MELBOURNE (Reuters) -Australia will have to invest in renewable energy and carbon capture and storage at unprecedented speed and scale in order for the economy to achieve net zero carbon emissions by 2050, modelling released on Thursday showed.

The Net Zero Australia project found the country will need about 40 times the total generation capacity of today’s national electricity market to achieve this goal by 2050, including 1,900 gigawatts (GW) of solar and 174 GW of onshore and offshore wind capacity.

That level of capacity would require five areas nearly the size of Ireland each across northern Australia to house solar arrays teamed with electrolysers to produce green hydrogen – hydrogen produced using renewable energy – for export, the project found in interim findings for a study due to be completed in 2023.

The project is a partnership between the University of Melbourne, University of Queensland, Princeton University and management consultancy Nous Group, backed by sponsors including Worley Group, APA Group and billionaire Andrew Forrest’s Minderoo Foundation.

“Our findings show there’s no two ways about it – to meet net zero by 2050, Australia must transform,” Net Zero Australia Steering Committee Chair and former Australian chief scientist Robin Batterham said in a statement.

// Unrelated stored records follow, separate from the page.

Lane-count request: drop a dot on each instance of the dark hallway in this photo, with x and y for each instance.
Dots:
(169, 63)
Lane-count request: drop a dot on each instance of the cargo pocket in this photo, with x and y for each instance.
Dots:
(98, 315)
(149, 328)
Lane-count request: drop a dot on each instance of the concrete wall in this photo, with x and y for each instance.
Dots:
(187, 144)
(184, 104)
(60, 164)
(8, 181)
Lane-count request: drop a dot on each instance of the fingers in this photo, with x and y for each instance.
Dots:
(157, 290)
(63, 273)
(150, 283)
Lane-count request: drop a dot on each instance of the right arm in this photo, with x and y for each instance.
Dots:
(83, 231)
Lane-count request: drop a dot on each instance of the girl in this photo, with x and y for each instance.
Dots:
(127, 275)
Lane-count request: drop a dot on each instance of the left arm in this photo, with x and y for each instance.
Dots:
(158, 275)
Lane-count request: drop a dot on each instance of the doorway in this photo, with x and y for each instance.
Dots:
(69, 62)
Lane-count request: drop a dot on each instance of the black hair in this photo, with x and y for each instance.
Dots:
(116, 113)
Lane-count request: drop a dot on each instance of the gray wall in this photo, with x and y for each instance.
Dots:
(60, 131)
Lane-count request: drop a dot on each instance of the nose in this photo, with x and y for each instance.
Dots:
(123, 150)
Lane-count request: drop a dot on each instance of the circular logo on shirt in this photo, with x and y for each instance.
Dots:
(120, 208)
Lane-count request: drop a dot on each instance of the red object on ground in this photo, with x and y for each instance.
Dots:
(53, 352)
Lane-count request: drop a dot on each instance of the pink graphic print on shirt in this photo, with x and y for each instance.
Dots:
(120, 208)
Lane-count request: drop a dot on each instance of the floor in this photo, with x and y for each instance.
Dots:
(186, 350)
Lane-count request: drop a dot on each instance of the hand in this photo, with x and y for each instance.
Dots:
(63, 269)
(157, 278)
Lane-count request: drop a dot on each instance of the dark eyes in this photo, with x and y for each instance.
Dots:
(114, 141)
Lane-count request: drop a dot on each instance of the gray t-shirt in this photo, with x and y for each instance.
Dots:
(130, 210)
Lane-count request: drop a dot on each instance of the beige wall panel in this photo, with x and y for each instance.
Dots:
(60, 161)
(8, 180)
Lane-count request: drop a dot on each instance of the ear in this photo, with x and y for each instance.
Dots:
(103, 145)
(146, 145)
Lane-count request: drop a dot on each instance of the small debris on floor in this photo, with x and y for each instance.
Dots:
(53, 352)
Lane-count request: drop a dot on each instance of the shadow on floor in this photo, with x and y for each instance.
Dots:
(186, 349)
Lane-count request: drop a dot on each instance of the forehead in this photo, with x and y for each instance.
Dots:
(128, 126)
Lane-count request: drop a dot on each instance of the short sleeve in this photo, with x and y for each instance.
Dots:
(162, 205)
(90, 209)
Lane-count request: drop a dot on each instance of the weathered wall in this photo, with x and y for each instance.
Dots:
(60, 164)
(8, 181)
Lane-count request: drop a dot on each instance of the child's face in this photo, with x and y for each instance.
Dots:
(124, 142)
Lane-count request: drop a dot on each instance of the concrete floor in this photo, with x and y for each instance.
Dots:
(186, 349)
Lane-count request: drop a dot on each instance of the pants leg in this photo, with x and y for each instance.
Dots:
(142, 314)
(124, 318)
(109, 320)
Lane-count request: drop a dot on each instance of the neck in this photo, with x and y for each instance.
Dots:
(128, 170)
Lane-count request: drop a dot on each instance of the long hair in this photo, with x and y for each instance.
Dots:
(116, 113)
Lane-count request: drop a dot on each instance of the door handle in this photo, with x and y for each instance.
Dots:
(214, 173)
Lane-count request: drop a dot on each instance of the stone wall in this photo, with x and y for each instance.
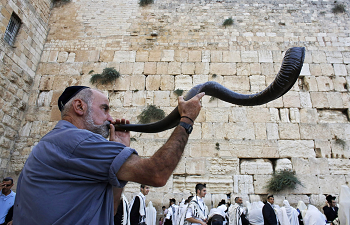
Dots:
(177, 44)
(18, 64)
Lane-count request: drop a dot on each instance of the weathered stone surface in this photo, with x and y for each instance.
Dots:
(256, 166)
(296, 148)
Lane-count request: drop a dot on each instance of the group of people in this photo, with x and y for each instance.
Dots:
(75, 175)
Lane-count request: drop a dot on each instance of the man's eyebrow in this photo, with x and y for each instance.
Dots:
(105, 106)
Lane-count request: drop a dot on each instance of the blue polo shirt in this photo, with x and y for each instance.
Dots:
(68, 178)
(6, 202)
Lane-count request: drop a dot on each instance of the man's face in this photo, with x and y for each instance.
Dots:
(271, 200)
(202, 193)
(145, 190)
(7, 185)
(97, 117)
(239, 201)
(333, 204)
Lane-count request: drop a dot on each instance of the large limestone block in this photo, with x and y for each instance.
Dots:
(195, 56)
(220, 184)
(167, 82)
(260, 183)
(162, 68)
(272, 131)
(340, 70)
(289, 131)
(314, 131)
(201, 68)
(223, 68)
(265, 56)
(253, 149)
(244, 131)
(153, 82)
(305, 100)
(216, 56)
(231, 56)
(243, 184)
(236, 83)
(195, 166)
(324, 83)
(238, 114)
(187, 68)
(296, 148)
(137, 82)
(154, 56)
(174, 68)
(249, 56)
(124, 56)
(168, 55)
(330, 184)
(183, 82)
(71, 68)
(291, 99)
(161, 98)
(258, 115)
(141, 56)
(223, 166)
(319, 99)
(257, 83)
(217, 114)
(150, 68)
(256, 166)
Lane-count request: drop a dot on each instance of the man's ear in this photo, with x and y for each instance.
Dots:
(79, 107)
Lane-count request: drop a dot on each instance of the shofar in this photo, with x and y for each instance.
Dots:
(284, 81)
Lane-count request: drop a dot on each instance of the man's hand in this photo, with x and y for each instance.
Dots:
(192, 107)
(121, 136)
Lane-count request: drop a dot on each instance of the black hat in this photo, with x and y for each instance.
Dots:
(68, 94)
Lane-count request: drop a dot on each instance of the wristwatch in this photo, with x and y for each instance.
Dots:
(188, 127)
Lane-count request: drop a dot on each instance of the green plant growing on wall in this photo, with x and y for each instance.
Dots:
(178, 92)
(145, 2)
(339, 8)
(283, 180)
(108, 75)
(151, 114)
(228, 22)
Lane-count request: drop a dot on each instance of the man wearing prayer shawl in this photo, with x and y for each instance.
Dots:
(138, 206)
(236, 213)
(292, 214)
(151, 214)
(344, 205)
(313, 216)
(255, 214)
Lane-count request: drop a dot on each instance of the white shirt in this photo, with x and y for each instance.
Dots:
(189, 213)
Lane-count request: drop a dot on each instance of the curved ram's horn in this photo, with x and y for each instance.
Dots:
(285, 79)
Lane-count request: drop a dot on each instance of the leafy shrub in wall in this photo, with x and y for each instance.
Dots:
(282, 180)
(339, 8)
(151, 114)
(145, 2)
(107, 76)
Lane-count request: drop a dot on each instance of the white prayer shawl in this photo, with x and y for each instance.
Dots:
(344, 205)
(291, 213)
(126, 212)
(314, 216)
(173, 212)
(182, 214)
(234, 214)
(151, 214)
(255, 214)
(302, 208)
(142, 209)
(200, 212)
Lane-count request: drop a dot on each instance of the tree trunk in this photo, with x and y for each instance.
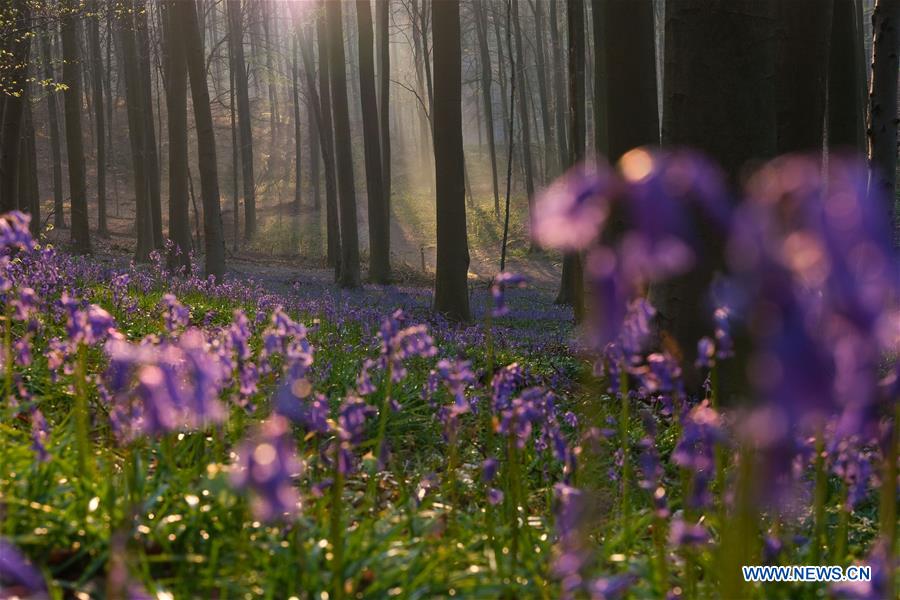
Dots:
(486, 95)
(451, 293)
(719, 98)
(882, 130)
(14, 108)
(571, 289)
(379, 231)
(134, 101)
(559, 89)
(524, 95)
(150, 152)
(326, 137)
(631, 102)
(236, 39)
(343, 143)
(176, 107)
(804, 28)
(295, 96)
(53, 122)
(847, 79)
(550, 165)
(81, 233)
(382, 21)
(213, 237)
(97, 91)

“Major and long-term investment is required in new renewable generation, electricity transmission, hydrogen supply chains, and more,” he said.

The scale of investment envisioned is much bigger than Australia’s energy market operator has outlined in its hydrogen superpower scenario at about seven times current grid consumption.

To replace Australia’s coal and gas sales, two of the country’s biggest export earners, with clean energy exports, electricity generation in 2050 would have to expand by 8 to 15 times current levels, costing hundreds of billions of dollars, the project found.

“Remember most of that is servicing the rest of the world, not us …. Others should pay for that, not us. Others should provide an awful lot of the technical knowhow and maybe even a lot of the labour,” Michael Brear, one of the report’s authors, said at the public launch of the study.

Green hydrogen, green ammonia and electricity by cable could replace coal and liquefied natural gas (LNG) exports – crucial for a country that is one of the world’s top coal and LNG exporters.

“We stand to gain large export revenues and a million new Australian jobs, if exported energy stays around today’s level,” Batterham said in a statement.

The project plans to delve into land issues, water supply, and traditional owner concerns over the next year as it looks at potential obstacles to rapid growth of solar and wind farms and transmission.